The Cost of Free Data
This brings me to the thesis of this post. Although OSM (and many other open data providers) have the virtues listed above there are also down sides. Some of these translate into real money expenses (as in you will be still writing someone a cheque). In the case of OSM the following apply:
- Because so much of the content comes from user contributions, the data quality, geographic coverage and freshness can be variable. Generally metro areas anywhere are well covered. Remote locations (even in developed countries) and sparsely populated rural regions may be less up to date or even lack features altogether.
- Determining if you have an obligation to share derived data can be non-straight forward. The ODbL has a share-alike provision that is triggered if you make public a product that was created from a modified version of the OSM database. Examples of modifying the database include editing existing map features or adding additional attributes to all features; the result is what the ODbL terms a derivative database. The challenge occurs when you have an edge case – for instance if you change the map projection. This is what would be considered a trivial transformation within the OSM community – an action that technically meets the definition of a derivative database but is not felt to enhance the core value. At the time of writing there is an ongoing discussion on whether to adopt trivial transformations as an exclusion to the share-alike provision, but this is not yet officially adopted.

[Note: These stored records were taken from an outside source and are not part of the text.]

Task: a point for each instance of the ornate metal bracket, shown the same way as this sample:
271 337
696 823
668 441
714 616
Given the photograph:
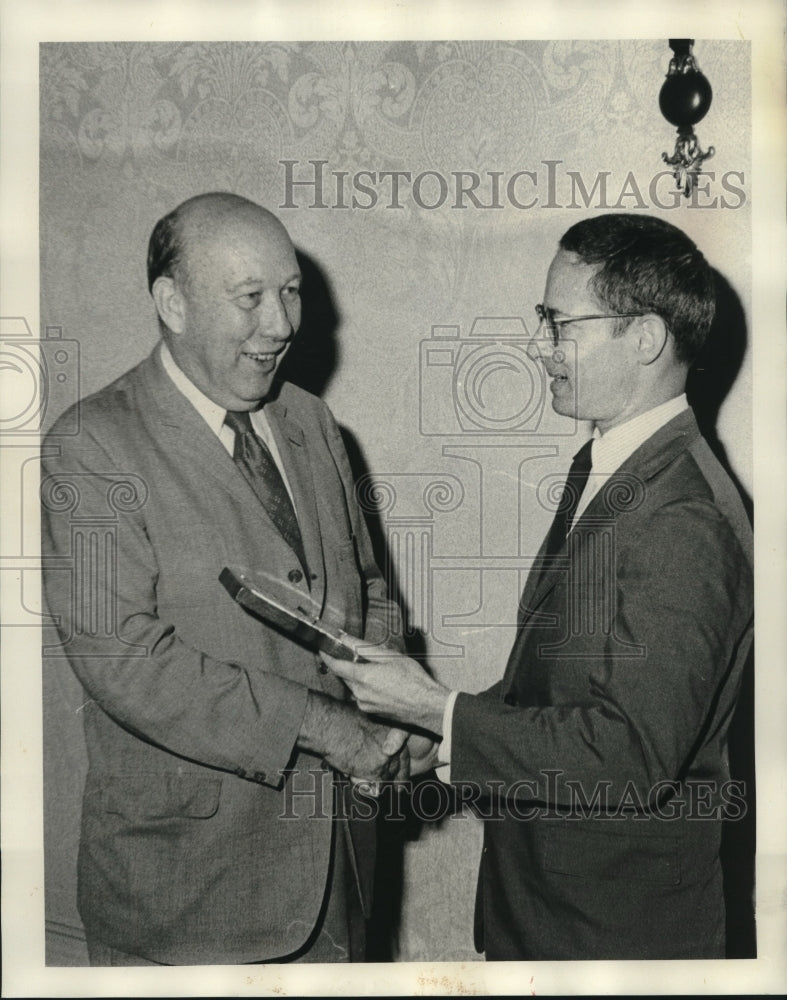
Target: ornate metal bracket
684 100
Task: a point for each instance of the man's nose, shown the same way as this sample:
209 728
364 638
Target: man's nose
540 346
274 322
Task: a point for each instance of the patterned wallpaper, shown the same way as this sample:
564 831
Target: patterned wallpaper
426 184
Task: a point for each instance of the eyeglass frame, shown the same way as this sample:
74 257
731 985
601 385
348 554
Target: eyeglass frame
553 325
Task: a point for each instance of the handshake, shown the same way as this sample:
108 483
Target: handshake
366 750
354 739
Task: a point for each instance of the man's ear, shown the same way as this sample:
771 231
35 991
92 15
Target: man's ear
652 334
169 303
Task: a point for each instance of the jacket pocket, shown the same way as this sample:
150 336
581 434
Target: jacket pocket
590 853
154 796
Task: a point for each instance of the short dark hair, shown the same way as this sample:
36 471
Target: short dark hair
648 265
165 248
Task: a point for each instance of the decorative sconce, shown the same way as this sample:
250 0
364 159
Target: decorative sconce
684 100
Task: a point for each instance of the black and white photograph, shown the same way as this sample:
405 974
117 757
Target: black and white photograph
391 393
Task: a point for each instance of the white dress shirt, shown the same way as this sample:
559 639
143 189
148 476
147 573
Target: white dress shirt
213 415
608 452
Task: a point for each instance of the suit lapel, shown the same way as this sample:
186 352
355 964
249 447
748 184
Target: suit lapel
643 464
294 451
185 432
652 456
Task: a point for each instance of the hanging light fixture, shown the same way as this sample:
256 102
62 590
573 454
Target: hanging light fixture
684 100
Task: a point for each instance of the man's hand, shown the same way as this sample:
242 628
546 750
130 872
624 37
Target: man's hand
393 686
423 753
352 743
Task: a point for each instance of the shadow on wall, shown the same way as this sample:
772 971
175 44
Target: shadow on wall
710 380
314 354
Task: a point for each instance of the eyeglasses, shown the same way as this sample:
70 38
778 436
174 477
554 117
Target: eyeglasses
547 318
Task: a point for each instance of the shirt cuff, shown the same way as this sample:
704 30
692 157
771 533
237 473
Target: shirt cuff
443 766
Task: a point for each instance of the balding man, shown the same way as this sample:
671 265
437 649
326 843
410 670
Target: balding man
217 746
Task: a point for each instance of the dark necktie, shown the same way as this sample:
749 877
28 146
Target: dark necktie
569 501
255 461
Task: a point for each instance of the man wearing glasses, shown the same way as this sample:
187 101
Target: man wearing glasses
601 755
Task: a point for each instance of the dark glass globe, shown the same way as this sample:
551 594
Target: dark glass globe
685 97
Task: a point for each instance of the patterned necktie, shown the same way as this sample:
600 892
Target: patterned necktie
569 501
255 461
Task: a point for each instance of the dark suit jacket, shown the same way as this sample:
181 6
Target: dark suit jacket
195 846
607 734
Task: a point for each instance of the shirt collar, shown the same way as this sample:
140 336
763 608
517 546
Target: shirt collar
610 450
211 412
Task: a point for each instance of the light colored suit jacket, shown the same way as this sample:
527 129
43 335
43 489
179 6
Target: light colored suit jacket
205 832
608 732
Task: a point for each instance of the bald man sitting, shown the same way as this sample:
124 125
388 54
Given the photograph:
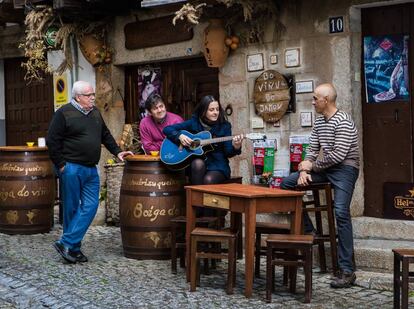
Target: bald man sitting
334 135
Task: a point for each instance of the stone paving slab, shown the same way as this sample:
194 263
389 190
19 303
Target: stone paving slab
32 275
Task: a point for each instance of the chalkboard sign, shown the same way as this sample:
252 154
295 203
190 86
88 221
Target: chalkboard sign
271 95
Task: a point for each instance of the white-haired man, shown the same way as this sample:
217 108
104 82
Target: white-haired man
74 139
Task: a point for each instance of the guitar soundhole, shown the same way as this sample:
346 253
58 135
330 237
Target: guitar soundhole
195 144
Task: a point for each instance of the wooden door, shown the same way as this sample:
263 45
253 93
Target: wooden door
184 83
29 107
387 125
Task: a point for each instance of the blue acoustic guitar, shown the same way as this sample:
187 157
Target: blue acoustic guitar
178 157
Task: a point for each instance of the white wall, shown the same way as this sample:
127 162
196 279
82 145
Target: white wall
2 106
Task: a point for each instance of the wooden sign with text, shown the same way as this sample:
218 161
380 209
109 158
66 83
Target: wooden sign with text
155 32
399 200
271 95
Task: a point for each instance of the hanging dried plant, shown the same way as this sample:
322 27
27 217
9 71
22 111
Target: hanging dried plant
34 46
35 49
63 37
246 19
192 13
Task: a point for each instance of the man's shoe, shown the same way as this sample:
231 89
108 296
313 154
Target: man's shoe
346 280
64 252
80 257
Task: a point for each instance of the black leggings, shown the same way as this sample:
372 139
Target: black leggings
199 175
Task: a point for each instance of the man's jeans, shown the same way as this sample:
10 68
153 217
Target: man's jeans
80 193
342 178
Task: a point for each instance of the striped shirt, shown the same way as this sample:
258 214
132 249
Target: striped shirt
338 140
80 108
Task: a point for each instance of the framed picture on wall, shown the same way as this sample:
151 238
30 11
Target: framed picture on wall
292 57
255 62
305 86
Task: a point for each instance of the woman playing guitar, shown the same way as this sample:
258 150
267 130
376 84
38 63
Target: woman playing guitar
213 167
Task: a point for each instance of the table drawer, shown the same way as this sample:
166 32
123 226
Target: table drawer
217 201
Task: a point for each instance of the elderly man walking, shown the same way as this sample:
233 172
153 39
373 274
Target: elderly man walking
74 139
332 156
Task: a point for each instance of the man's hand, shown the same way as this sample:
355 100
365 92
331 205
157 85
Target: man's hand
305 166
185 140
124 154
304 179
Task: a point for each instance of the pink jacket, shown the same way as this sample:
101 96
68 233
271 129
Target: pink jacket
151 132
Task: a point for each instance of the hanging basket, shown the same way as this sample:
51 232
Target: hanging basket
92 47
215 49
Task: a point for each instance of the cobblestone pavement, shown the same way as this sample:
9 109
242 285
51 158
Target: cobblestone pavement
32 275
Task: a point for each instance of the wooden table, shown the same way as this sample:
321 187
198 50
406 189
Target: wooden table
247 199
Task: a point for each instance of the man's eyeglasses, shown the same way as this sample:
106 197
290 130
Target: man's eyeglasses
88 94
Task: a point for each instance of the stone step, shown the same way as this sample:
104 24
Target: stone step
368 227
376 254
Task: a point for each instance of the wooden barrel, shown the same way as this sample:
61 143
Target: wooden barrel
27 190
150 196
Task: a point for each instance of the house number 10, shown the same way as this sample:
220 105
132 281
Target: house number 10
336 24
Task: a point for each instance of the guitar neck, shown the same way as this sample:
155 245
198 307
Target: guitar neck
215 140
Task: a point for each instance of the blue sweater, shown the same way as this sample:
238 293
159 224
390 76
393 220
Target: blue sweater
217 159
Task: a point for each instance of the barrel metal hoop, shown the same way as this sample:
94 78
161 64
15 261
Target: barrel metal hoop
25 207
153 193
26 178
29 159
130 228
144 172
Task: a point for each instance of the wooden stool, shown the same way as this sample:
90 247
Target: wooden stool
402 276
320 237
206 235
267 228
239 222
289 244
178 243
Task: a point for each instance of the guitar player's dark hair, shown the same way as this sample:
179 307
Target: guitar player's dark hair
152 100
202 107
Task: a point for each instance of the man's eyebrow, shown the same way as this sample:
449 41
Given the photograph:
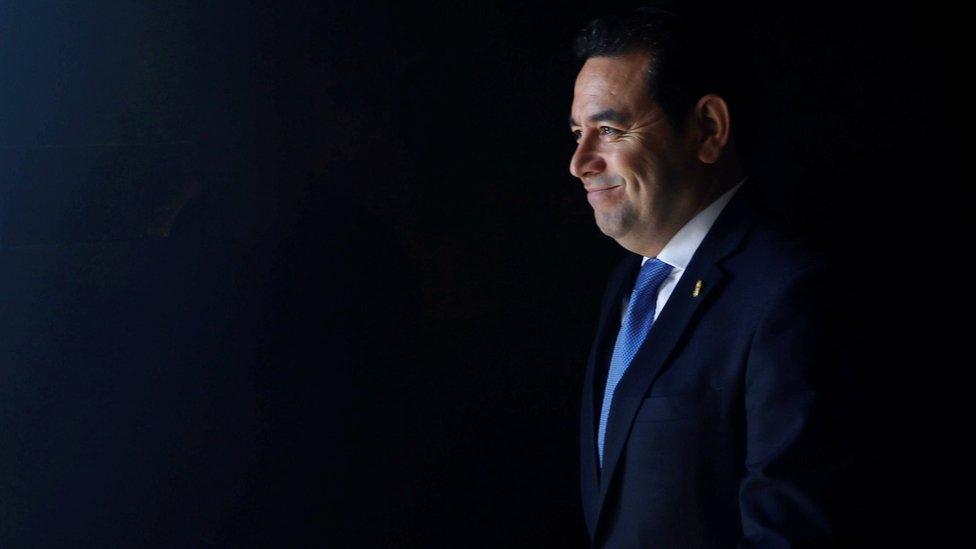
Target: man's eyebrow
606 115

- OSM servers have finite capacity and the organization limits how many calls any consuming application can make over time. Rather annoyingly they don’t provide any exact quantification such as number of requests per day. Therefore if you are hosting a live web mapping application serving thousands of your own customers, you are best advised to run your own data server (or subscribe to a commercial distributor of OSM data). In either case, this will incur a cash expense.
- The requirement to make derivative databases available to the public means that this cannot be the sole value proposition to your customers. You are permitted to charge any fee you like for redistribution, but also must make the derivative database available for free to the public. Therefore your value proposition might be:
- Hosting the fee-based derivative database on a high capacity server(s) thus supporting high-volume users without degrading performance or contravening OSM quota limits.
- Bundling the derivative database with other services and products.
- Acquiring revenue through the sale of produced works such as paper maps or games.
- Although there is no requirement to pay anything to use OSM, the organization (or more precisely the OSM Foundation) accepts donations, charges a membership fee from contributors and solicits professionals to volunteer time to maintain the database. There is at least a moral argument to make a contribution if you are a non-trivial user of OSM data. On a more practical side, if your geographic area of interest is not well served by OSM or has errors, you have a business incentive to make the contribution that rectifies the issue.
In summary, this is what I have learned; there are more benefits to using open source information then just cost savings. But this is balanced by real costs in time and money, and these need to be quantified explicitly before you are truly informed in making a cost-benefit analysis.